Parmi les défis les plus sensibles du leadership, la gestion de la performance figure en tête de liste. Un dirigeant efficace doit savoir révéler le potentiel de chacun, mais lorsqu’il s’agit de faire face à des contre-performances, la tâche devient délicate. Entre conversations difficiles et inconfort assumé, beaucoup préfèrent détourner le regard.
Pourtant, les chiffres sont sans appel : selon une étude de McKinsey, les entreprises qui placent la performance individuelle au cœur de leur stratégie ont 4,2 fois plus de chances de devancer leurs concurrents. En d’autres termes, s’attaquer sérieusement à cette dimension n’est pas seulement bénéfique, c’est stratégique.

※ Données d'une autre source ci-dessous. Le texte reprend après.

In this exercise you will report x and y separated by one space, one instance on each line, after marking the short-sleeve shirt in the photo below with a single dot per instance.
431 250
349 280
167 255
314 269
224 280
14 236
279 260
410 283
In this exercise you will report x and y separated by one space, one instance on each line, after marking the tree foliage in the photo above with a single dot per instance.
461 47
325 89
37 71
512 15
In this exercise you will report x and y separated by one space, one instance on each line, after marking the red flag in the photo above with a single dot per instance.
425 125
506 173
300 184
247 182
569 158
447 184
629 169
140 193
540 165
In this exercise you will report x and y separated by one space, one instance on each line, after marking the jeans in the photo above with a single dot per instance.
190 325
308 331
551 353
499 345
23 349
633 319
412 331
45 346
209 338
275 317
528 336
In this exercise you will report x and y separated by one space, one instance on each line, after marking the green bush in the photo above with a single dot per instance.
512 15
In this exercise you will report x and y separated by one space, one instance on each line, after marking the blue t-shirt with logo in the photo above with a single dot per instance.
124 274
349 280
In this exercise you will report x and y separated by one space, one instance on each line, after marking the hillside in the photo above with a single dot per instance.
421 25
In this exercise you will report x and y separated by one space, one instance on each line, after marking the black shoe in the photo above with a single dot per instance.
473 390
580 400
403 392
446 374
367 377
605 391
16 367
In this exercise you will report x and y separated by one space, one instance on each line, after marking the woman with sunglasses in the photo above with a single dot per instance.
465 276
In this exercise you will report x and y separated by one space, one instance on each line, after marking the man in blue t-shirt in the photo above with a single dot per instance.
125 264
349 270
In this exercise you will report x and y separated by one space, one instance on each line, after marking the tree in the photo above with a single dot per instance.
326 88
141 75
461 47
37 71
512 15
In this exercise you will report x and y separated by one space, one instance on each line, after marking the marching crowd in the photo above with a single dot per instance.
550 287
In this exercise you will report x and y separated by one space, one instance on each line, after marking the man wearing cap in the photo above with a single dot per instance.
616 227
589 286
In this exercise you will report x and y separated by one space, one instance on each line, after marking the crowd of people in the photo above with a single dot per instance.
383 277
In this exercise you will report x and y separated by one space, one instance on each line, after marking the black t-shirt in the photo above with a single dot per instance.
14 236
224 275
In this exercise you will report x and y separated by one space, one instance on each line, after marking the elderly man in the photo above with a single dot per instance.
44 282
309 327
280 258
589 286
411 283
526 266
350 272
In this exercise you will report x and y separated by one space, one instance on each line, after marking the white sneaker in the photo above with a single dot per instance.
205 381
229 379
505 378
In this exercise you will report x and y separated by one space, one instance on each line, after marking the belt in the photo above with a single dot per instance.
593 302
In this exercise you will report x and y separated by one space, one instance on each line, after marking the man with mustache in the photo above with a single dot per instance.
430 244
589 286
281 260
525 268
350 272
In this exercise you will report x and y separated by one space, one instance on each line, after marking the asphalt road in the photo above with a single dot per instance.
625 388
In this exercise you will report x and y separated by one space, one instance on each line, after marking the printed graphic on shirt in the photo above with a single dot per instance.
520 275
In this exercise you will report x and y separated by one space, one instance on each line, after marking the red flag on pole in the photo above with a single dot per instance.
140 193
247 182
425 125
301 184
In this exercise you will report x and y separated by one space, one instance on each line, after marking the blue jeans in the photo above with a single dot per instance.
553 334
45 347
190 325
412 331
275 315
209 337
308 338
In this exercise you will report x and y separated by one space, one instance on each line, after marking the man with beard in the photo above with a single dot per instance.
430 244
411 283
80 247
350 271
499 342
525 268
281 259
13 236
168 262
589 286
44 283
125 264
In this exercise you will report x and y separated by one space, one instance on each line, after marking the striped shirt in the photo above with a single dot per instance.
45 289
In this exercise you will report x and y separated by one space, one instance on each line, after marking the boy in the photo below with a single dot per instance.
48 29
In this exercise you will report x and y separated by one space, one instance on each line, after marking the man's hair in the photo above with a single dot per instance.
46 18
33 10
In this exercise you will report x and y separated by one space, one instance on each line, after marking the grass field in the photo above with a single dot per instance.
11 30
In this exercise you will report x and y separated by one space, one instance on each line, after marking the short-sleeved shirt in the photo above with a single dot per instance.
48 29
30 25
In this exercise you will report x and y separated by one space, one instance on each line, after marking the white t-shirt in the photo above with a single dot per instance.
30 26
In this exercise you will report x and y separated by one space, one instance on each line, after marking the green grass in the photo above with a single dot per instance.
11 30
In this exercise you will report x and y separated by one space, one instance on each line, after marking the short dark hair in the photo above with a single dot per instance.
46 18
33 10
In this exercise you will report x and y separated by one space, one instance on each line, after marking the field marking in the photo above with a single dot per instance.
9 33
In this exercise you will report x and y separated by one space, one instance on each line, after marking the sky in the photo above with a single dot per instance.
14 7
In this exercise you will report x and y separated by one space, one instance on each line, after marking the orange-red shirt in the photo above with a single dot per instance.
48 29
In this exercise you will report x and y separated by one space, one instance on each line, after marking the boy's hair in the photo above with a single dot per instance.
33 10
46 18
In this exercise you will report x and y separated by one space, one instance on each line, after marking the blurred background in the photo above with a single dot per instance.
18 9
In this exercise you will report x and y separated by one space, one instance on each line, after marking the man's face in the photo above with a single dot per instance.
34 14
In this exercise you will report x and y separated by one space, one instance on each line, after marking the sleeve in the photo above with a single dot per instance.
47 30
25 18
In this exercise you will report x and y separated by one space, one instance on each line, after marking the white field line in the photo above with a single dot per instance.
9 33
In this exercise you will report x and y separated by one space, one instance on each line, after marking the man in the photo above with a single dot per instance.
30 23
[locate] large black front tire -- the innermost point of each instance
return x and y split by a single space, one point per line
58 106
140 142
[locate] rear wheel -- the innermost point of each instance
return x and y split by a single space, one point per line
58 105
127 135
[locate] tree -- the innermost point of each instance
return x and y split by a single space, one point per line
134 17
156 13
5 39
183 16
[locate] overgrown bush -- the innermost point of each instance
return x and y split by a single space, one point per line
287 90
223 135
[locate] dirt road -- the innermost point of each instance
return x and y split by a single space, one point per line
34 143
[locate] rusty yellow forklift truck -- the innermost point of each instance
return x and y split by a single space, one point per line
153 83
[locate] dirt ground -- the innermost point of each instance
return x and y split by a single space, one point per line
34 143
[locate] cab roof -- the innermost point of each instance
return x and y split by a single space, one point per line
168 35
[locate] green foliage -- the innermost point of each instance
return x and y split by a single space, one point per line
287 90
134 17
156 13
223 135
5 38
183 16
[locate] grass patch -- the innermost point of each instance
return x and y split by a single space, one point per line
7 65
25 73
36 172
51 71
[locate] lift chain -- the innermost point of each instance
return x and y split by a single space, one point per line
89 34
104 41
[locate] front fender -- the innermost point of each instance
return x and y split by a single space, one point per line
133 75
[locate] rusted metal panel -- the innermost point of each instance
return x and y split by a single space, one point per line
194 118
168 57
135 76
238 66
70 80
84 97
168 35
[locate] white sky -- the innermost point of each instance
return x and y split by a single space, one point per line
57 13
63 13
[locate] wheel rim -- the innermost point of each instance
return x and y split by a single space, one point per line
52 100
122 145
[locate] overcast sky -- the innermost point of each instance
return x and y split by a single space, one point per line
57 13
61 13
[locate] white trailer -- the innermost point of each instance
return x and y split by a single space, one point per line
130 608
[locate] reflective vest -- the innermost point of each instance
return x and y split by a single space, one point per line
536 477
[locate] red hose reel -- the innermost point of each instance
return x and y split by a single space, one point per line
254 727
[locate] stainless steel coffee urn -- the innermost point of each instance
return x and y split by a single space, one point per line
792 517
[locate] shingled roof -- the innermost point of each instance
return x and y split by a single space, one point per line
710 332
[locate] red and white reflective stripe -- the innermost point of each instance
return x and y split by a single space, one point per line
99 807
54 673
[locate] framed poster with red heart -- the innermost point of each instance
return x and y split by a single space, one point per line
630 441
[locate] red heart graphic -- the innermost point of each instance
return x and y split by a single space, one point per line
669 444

Voici quelques clés pour y parvenir efficacement :
Valoriser les collaborateurs
« La majorité des cas de médiation en entreprise que je traite concernent des problèmes de performance », observe David Liddle, PDG du cabinet The TCM Group et président de la People and Culture Association. Un constat qui, selon lui, illustre les difficultés persistantes des organisations à mettre en œuvre une véritable culture de la performance. « Ce qu’on identifie comme une sous-performance est souvent le symptôme de problèmes plus profonds : manque de clarté, tensions relationnelles ou dysfonctionnements structurels. »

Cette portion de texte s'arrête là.